In this step, we need to inject all medical textbooks into the server so that it will act as a knowledge base for IR. In the "IR/scripts" folder, the file of "insert_text_to_elasticsearch.py" is for processing English textbooks while "insert_text_to_elasticsearch_zh.py" is for Chinese corpus.

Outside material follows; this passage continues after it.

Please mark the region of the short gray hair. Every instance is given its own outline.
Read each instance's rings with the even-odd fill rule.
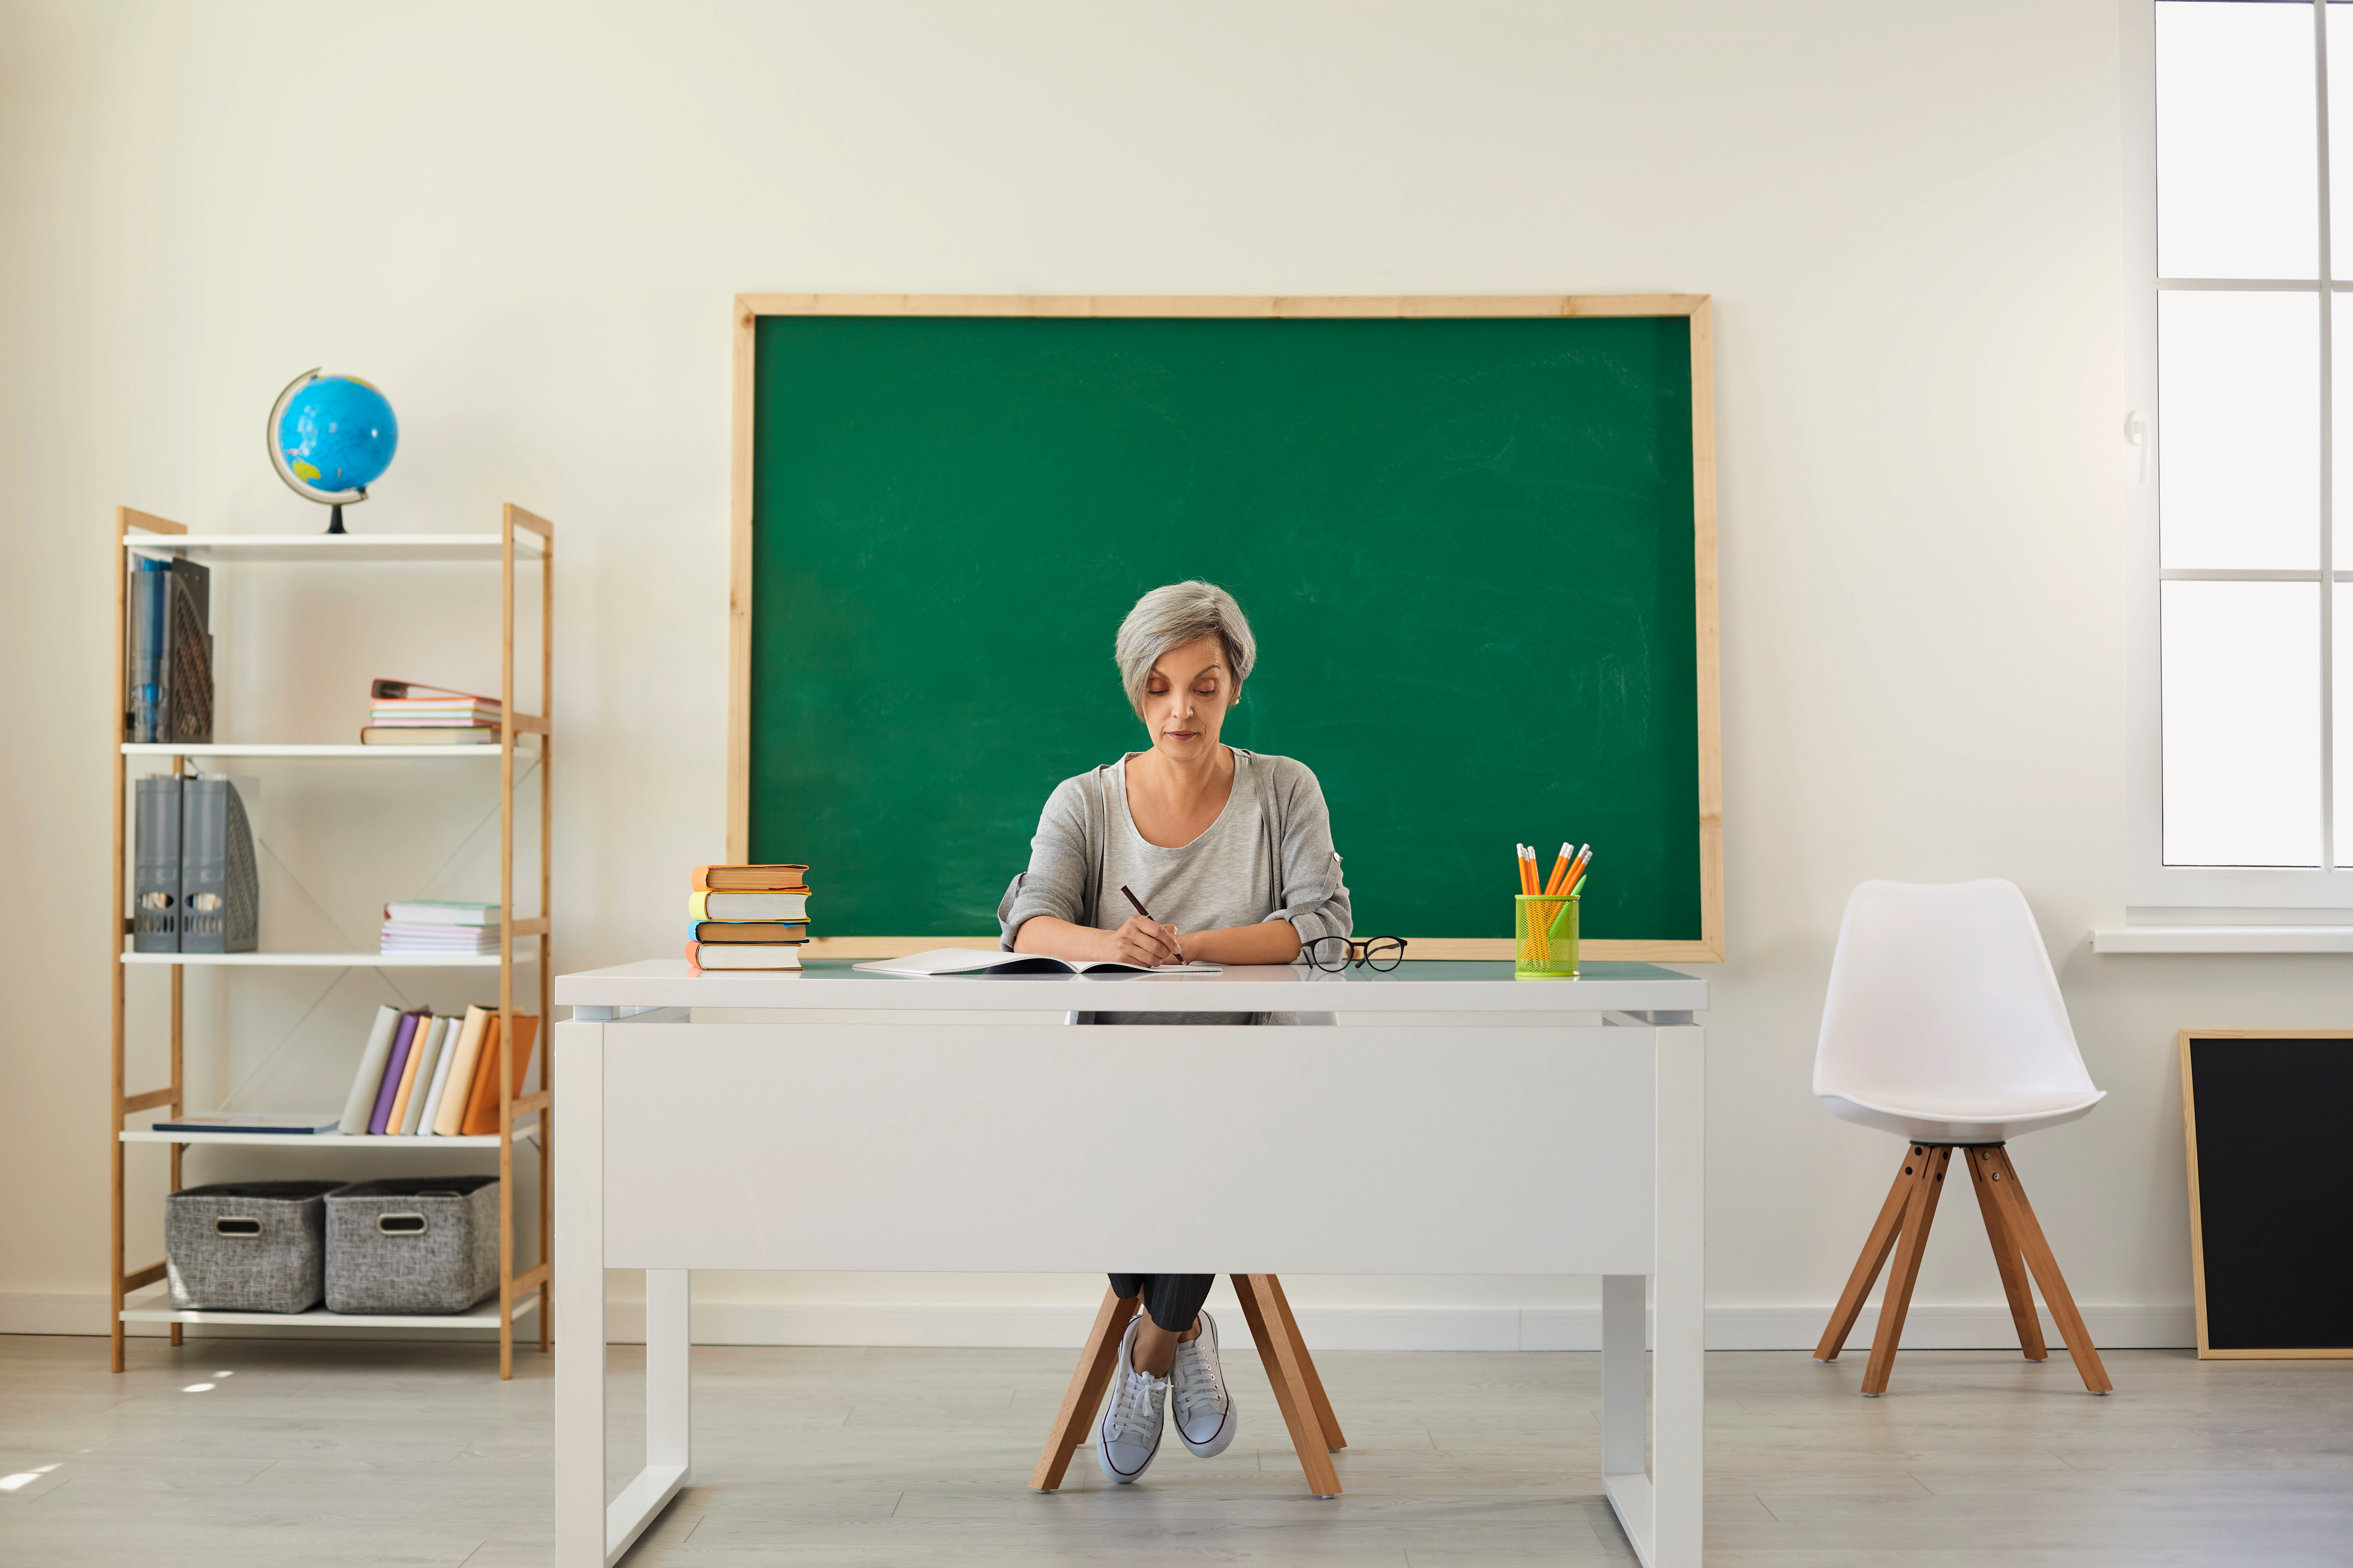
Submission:
[[[1225,644],[1226,668],[1240,686],[1258,662],[1258,639],[1250,636],[1250,617],[1231,594],[1215,583],[1189,581],[1155,588],[1135,601],[1135,608],[1119,623],[1112,658],[1119,665],[1120,684],[1127,688],[1128,706],[1138,718],[1144,715],[1144,689],[1160,656],[1212,635]]]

cat ${PATH_TO_TEXTBOOKS} | python scripts/insert_text_to_elasticsearch.py
  1. Start the solver server

In this step, we run the following command to start answering the medical questions by matching each pair of concatenated question and answer candidate to the knowledge base, obtaining the corressponding matching score (i.e., BM25 matching score), and ranking the answer candidates by the matching scores. This script has two arguments to be specified: "data_path": the path to the medical quesiton data; "topn": we would like to get the top_n matched snippets from the knowledge base.

python aristomini/solvers/textsearch.py --data_path PATH_TO_QUESTIONS_DATA --topn TOP_N_MATCHING_SCORES_TO_FETCH

PS: In the "aristomini/solvers" folder, we also include a file named "textsearch_logIR.py" file, which is almost the same as "textsearch.py" except that it also logs some intermediate matching results for model analysis besides outputing the scores. Besdies, we also include files of "pmi.py" and "pmi_exe.py", which are for the PMI baseline model.